O-GlcNAcylation and 5-methylcytosine oxidation: an unexpected association between OGT and TETs

Abstract

Three recent studies, including one in this issue of Molecular Cell, document unexpected physical and functional interactions between two unrelated enzymes: OGT, which transfers O-GlcNAc to serine/threonine residues of numerous cellular proteins, and TET-family dioxygenases, which successively oxidize 5-methylcytosine in DNA.
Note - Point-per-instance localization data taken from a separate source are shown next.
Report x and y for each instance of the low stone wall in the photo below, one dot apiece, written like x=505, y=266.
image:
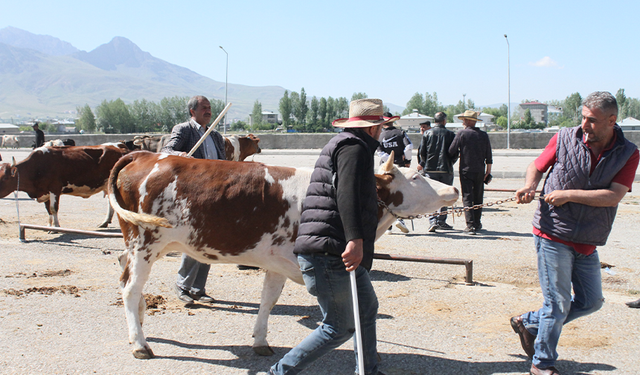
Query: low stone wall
x=517, y=140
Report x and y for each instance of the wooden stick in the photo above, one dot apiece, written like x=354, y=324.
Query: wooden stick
x=211, y=127
x=356, y=318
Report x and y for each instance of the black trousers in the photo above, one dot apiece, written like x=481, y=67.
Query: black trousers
x=472, y=185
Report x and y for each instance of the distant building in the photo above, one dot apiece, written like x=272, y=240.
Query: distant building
x=9, y=129
x=538, y=111
x=629, y=123
x=412, y=121
x=269, y=117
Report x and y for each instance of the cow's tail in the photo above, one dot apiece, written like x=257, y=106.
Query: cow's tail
x=135, y=218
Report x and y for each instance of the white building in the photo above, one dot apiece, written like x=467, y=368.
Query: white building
x=412, y=120
x=629, y=124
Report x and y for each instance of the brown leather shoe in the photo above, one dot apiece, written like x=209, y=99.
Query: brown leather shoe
x=634, y=304
x=543, y=371
x=526, y=338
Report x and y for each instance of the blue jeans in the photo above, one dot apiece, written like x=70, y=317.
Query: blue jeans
x=445, y=178
x=326, y=278
x=560, y=267
x=192, y=275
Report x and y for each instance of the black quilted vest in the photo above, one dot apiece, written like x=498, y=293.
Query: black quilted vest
x=576, y=222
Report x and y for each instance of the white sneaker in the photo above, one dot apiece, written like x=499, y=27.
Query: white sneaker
x=400, y=225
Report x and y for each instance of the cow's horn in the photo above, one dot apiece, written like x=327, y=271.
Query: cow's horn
x=388, y=166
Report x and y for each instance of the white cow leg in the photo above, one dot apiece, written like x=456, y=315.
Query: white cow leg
x=271, y=290
x=107, y=220
x=134, y=306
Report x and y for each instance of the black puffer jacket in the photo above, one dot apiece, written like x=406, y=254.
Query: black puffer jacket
x=341, y=201
x=434, y=150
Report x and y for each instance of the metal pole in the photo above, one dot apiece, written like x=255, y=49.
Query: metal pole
x=508, y=90
x=226, y=82
x=356, y=318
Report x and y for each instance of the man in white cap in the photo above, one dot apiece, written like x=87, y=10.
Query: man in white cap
x=474, y=148
x=336, y=235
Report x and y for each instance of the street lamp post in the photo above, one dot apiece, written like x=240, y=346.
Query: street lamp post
x=508, y=90
x=226, y=82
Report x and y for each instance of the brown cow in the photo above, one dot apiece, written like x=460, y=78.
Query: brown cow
x=238, y=148
x=49, y=172
x=219, y=211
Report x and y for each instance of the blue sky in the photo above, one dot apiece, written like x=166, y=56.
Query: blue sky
x=387, y=49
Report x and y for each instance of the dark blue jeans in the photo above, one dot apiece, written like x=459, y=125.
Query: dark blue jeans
x=326, y=278
x=560, y=268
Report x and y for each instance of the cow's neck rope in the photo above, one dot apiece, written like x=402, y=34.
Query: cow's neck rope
x=453, y=211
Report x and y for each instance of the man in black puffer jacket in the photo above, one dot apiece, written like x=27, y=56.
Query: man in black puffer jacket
x=336, y=235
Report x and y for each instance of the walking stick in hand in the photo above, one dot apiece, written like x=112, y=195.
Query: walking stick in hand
x=356, y=318
x=213, y=125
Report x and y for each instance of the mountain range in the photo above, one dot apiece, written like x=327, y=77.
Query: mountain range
x=44, y=76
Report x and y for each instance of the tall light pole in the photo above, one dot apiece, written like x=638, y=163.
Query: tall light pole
x=226, y=82
x=508, y=90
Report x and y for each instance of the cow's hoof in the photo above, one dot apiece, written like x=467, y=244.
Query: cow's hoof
x=263, y=350
x=144, y=353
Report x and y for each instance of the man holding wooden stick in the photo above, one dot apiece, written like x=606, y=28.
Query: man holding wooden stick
x=336, y=236
x=192, y=275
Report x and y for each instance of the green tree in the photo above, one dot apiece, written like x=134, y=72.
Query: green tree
x=313, y=113
x=302, y=108
x=358, y=95
x=256, y=115
x=285, y=109
x=571, y=107
x=114, y=117
x=86, y=119
x=416, y=102
x=322, y=115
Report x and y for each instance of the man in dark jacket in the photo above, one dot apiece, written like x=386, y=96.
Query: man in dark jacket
x=192, y=275
x=592, y=168
x=336, y=235
x=474, y=148
x=433, y=155
x=39, y=135
x=395, y=140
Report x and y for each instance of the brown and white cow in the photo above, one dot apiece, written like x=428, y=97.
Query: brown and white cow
x=10, y=141
x=230, y=212
x=49, y=172
x=238, y=148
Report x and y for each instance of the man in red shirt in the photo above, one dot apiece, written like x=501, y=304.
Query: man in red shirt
x=592, y=167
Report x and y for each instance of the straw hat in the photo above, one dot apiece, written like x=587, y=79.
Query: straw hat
x=364, y=113
x=469, y=115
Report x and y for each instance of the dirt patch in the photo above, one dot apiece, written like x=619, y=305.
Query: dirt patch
x=155, y=303
x=47, y=290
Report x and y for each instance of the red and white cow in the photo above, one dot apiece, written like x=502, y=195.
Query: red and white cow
x=10, y=141
x=238, y=148
x=230, y=212
x=49, y=172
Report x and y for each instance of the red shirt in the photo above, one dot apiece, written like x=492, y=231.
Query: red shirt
x=624, y=177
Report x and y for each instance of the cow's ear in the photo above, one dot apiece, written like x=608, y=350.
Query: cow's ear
x=388, y=166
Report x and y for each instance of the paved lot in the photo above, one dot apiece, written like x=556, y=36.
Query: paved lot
x=430, y=322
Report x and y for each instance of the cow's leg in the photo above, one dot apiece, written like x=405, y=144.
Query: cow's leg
x=271, y=290
x=54, y=203
x=138, y=270
x=107, y=220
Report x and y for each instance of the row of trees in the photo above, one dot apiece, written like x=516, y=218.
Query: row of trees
x=141, y=116
x=302, y=115
x=316, y=114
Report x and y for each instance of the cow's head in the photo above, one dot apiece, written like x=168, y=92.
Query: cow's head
x=407, y=192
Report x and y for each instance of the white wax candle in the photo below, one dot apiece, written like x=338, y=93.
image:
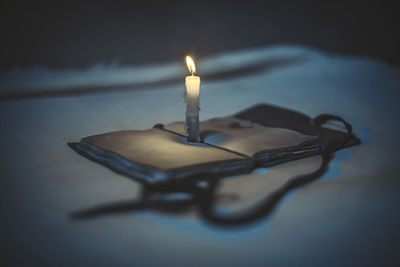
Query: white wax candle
x=192, y=95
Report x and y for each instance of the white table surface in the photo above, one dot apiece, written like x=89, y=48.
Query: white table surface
x=350, y=217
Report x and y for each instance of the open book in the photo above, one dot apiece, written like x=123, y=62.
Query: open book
x=262, y=135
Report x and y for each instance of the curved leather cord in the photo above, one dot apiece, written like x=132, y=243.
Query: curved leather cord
x=268, y=203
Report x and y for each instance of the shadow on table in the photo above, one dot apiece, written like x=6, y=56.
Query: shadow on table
x=177, y=196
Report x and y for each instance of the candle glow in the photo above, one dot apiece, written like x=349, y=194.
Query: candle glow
x=192, y=93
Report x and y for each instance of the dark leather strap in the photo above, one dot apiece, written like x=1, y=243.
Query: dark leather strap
x=262, y=208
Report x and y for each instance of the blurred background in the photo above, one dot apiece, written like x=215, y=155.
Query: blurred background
x=64, y=34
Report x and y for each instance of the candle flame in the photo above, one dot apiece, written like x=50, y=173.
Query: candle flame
x=190, y=63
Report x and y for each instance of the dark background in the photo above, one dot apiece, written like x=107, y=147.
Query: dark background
x=59, y=34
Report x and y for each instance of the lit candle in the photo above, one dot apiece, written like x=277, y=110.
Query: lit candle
x=191, y=96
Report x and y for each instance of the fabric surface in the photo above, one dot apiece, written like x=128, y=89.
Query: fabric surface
x=349, y=217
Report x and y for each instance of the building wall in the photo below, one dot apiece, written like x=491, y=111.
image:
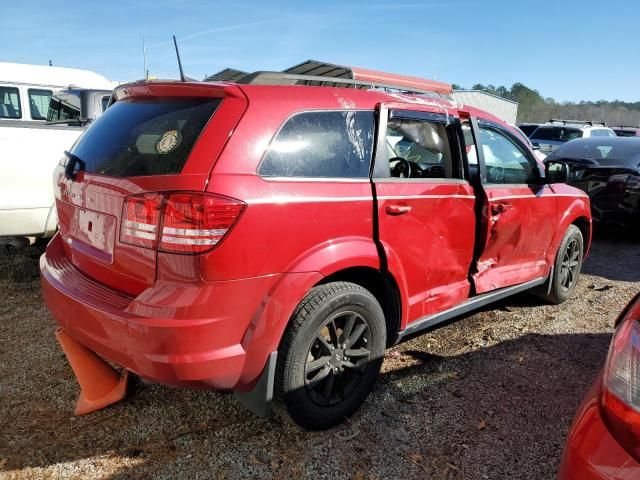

Figure 1. TET-OGT Complexes Modulate Chromatin Conformation and Gene Expression at CpG-Rich TSSs in Mouse ESCs

(A) TET proteins catalyze sequential oxidation of 5mC to 5hmC, 5fC, and 5caC, potentially facilitating DNA demethylation. Ineffective recognition of the oxidized forms of 5mC by the maintenance DNA methyltransferase Dnmt1 could facilitate passive DNA demethylation, whereas TDG-dependent excision of 5fC and 5caC could mediate active DNA demethylation. (B) OGT and OGA act as terminal effectors of the hexosamine biosynthesis pathway by modulating O-GlcNAcylation of serine/threonine residues on proteins. (C) Left panel: In mESCs, Tet1-Ogt complexes are predominantly recruited to CpG-rich TSSs that correspond to transcriptionally active genes. Tet1 and Tet2 are depicted as tightly and loosely bound to chromatin, respectively; both interact with Ogt. Hcfc1 binds Ogt directly, but whether it is part of the OGT-TET complex is not clear. Middle panel: Approximately 70% of the sites that corecruit Tet1 and Ogt also recruit mSin3a, which cooperates with Tet1 to maintain transcriptional repression. Right panel: TET1 also binds many sites that are not co-occupied by OGT, many of them potentially distal cis-regulatory regions (e.g., enhancers). The TET1 partners at these sites are unknown but could include transcription factors and other transcriptional regulators (Stadler et al., 2011).